Pat the tenderloin dry with paper towels and sprinkle all sides with a generous amount of salt and pepper – you should see the seasoning on the meat. Place a large skillet or roasting pan over medium-high flame, drizzle with the oil, and just when it begins to smoke lay the tenderloin in the hot pan. Brown on all sides until a crust forms and the meat is well-seared, about 7 minutes total. Toss the fresh thyme and rosemary on top of the tenderloin and transfer the whole thing to the oven; roast for 20 to 25 minutes for medium-rare.

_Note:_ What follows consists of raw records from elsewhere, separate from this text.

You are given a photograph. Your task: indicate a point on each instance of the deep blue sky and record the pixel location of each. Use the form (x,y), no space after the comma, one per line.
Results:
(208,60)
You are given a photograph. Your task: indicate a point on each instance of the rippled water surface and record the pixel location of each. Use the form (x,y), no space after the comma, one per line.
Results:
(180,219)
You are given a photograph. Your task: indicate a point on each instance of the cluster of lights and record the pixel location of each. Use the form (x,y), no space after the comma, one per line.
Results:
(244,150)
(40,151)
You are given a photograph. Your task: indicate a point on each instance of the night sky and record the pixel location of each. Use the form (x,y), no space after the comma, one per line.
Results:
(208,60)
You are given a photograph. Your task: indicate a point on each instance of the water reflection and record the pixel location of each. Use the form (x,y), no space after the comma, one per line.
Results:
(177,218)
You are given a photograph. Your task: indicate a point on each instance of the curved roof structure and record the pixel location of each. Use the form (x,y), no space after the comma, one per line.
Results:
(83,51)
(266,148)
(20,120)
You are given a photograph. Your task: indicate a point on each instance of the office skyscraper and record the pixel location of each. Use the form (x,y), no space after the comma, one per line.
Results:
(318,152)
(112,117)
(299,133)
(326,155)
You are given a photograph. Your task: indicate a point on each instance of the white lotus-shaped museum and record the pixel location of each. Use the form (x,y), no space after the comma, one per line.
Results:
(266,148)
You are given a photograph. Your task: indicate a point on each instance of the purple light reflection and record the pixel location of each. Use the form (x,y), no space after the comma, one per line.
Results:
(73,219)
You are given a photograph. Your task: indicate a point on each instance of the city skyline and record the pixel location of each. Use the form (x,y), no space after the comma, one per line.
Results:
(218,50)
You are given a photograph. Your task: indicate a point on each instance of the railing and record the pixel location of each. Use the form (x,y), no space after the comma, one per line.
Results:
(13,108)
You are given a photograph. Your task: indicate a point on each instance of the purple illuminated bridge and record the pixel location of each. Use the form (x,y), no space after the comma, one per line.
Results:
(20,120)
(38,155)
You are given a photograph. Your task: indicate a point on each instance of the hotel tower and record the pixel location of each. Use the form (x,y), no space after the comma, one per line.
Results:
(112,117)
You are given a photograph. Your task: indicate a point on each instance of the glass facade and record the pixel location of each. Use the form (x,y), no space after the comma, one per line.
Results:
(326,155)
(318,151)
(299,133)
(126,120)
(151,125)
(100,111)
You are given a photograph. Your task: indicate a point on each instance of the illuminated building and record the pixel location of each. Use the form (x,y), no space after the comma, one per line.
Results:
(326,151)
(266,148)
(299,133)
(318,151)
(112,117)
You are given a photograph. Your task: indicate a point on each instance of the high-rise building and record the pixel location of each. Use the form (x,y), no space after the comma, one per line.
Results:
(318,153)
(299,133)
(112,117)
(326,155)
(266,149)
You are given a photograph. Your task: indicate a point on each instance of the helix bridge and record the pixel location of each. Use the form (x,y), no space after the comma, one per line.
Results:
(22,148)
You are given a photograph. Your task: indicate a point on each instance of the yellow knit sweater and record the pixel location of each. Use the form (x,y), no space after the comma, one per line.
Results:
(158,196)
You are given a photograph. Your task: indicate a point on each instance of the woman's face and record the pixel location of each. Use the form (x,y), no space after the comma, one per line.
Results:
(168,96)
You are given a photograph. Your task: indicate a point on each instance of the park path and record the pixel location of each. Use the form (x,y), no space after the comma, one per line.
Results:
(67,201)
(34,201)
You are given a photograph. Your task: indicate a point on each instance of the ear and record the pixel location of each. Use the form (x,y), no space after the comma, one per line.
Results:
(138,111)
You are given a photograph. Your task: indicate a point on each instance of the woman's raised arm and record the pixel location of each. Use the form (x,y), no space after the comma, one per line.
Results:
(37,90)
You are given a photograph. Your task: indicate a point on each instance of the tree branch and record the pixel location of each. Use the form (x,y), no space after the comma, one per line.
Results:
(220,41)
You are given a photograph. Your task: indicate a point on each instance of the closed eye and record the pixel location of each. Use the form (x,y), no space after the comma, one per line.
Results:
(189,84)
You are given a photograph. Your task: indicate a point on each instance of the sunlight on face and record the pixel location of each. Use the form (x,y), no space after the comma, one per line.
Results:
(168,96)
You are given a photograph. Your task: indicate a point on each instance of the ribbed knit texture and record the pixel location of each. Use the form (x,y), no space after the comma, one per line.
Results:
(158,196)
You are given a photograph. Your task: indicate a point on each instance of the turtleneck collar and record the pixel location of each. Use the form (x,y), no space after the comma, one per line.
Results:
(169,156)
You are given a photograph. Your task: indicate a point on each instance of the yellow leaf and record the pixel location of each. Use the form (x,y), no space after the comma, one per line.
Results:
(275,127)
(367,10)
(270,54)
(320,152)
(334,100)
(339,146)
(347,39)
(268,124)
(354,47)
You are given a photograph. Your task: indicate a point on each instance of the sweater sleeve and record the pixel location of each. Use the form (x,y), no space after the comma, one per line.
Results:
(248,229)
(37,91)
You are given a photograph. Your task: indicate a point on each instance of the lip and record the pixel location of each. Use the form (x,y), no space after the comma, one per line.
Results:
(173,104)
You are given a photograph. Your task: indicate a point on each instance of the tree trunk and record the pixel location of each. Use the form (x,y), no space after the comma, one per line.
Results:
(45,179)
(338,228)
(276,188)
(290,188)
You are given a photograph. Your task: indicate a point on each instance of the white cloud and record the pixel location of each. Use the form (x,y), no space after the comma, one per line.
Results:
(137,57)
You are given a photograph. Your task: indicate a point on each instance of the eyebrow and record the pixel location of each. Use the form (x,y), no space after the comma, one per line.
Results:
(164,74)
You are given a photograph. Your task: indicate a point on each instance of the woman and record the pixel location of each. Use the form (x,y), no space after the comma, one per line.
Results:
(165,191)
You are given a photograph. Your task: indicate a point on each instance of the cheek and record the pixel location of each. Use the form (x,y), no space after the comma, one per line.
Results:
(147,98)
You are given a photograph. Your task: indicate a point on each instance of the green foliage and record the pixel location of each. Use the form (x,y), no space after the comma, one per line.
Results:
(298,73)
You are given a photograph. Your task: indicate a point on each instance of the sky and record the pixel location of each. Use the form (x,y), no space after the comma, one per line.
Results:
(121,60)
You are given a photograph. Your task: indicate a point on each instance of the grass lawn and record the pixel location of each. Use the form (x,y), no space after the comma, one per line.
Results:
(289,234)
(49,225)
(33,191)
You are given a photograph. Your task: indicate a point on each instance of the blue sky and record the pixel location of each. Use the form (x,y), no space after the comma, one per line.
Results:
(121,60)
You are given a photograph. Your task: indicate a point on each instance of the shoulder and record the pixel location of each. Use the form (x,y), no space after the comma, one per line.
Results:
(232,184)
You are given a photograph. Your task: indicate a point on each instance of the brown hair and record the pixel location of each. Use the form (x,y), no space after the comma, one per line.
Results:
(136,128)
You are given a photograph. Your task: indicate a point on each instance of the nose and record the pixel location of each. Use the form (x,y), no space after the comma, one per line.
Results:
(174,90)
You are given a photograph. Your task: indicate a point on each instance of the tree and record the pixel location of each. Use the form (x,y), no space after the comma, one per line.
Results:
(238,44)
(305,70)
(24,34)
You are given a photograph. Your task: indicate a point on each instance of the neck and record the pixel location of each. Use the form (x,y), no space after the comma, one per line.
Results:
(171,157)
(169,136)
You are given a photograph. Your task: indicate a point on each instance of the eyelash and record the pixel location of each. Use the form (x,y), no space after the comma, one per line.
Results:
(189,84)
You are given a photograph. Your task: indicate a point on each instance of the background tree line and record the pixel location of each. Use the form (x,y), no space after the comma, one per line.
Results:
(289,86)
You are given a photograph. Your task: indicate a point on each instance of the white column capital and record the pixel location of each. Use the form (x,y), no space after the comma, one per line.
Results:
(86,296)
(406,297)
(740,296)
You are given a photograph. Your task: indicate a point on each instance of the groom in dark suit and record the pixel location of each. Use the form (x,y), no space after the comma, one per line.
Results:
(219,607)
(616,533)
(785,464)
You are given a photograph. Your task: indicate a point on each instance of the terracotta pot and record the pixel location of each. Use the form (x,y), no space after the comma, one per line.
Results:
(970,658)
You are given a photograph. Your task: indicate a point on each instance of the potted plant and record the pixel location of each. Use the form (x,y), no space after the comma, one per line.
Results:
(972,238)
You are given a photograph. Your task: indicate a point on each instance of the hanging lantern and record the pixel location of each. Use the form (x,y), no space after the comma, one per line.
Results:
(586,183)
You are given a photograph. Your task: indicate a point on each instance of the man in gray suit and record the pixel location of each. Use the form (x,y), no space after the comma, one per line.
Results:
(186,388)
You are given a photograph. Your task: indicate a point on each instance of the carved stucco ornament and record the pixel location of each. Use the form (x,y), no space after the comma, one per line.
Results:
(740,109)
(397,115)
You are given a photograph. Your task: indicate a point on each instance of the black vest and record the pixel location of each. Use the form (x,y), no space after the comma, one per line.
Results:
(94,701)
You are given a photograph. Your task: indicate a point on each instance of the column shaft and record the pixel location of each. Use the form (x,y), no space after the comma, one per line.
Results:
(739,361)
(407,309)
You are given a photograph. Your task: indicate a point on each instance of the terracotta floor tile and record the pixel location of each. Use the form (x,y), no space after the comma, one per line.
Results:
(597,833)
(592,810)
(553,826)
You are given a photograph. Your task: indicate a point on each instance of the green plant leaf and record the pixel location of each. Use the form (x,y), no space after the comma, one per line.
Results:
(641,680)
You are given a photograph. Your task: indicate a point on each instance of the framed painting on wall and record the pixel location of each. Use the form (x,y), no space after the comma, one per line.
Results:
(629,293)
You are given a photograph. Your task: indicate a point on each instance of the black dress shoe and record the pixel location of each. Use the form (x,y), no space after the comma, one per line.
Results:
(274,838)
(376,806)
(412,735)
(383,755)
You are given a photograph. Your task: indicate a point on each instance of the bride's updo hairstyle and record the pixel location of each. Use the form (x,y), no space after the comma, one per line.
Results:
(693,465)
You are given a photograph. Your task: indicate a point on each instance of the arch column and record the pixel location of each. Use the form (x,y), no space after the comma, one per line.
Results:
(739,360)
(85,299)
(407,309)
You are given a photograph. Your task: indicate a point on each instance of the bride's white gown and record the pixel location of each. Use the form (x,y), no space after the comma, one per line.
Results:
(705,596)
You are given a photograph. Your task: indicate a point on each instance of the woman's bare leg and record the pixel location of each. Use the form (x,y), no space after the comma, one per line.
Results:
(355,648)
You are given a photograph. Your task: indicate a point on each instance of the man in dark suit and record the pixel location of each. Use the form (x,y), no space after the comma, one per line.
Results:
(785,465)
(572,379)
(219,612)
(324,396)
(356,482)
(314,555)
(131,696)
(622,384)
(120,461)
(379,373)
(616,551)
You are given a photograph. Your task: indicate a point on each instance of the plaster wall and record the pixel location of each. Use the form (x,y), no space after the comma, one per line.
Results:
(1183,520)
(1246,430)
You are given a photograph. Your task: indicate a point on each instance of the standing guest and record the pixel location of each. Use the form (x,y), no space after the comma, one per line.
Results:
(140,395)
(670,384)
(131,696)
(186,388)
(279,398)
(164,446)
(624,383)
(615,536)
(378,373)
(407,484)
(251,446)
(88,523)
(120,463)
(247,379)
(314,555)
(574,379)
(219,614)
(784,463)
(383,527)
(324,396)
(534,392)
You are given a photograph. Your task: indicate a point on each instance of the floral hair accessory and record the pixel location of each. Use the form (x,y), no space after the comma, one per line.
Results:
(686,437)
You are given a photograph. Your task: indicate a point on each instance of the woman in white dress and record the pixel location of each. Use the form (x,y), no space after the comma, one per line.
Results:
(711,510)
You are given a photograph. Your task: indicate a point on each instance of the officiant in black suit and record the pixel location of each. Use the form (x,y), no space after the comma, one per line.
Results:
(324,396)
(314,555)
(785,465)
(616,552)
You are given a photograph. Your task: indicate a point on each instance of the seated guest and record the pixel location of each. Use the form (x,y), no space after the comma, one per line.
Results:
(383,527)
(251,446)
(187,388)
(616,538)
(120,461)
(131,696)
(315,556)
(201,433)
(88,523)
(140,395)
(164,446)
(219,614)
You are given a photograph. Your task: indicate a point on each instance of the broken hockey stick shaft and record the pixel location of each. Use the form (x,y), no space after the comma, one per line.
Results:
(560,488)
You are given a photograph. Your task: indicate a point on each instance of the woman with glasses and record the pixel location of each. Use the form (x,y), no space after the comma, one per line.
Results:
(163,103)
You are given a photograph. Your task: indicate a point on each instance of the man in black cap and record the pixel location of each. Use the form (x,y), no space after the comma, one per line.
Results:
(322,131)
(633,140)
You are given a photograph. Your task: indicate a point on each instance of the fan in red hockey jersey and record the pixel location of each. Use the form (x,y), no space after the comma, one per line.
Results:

Remove the tenderloin to a cutting board to rest for 10 minutes before carving. Pour off the excess fat from the pan and put it back on the stove over medium-high heat. Add the shallots to the pan drippings, saute, stirring with a spoon to scrape up the flavors in the bottom. Take the pan off the heat and pour in the cognac (premeasure - never pour directly from the bottle!) Put the pan back on the heat and tilt it slightly over the burner to ignite the alcohol, or light with a kitchen lighter. The cognac will flame for a few seconds then go out as the alcohol burns off. Stir in the demi-glace and cream, simmer for about 1 minute to thicken the sauce so it coats a spoon. Finish the sauce by stirring in the mustard and peppercorns until incorporated. Taste and season with salt, if necessary.
To serve: pile the watercress on a serving platter, cut the tenderloin into 1/2-inch thick slices and arrange it on top of the greens. Drizzle the sauce over the beef and garnish with chopped parsley. Serve the steak au poivre with pommes frites.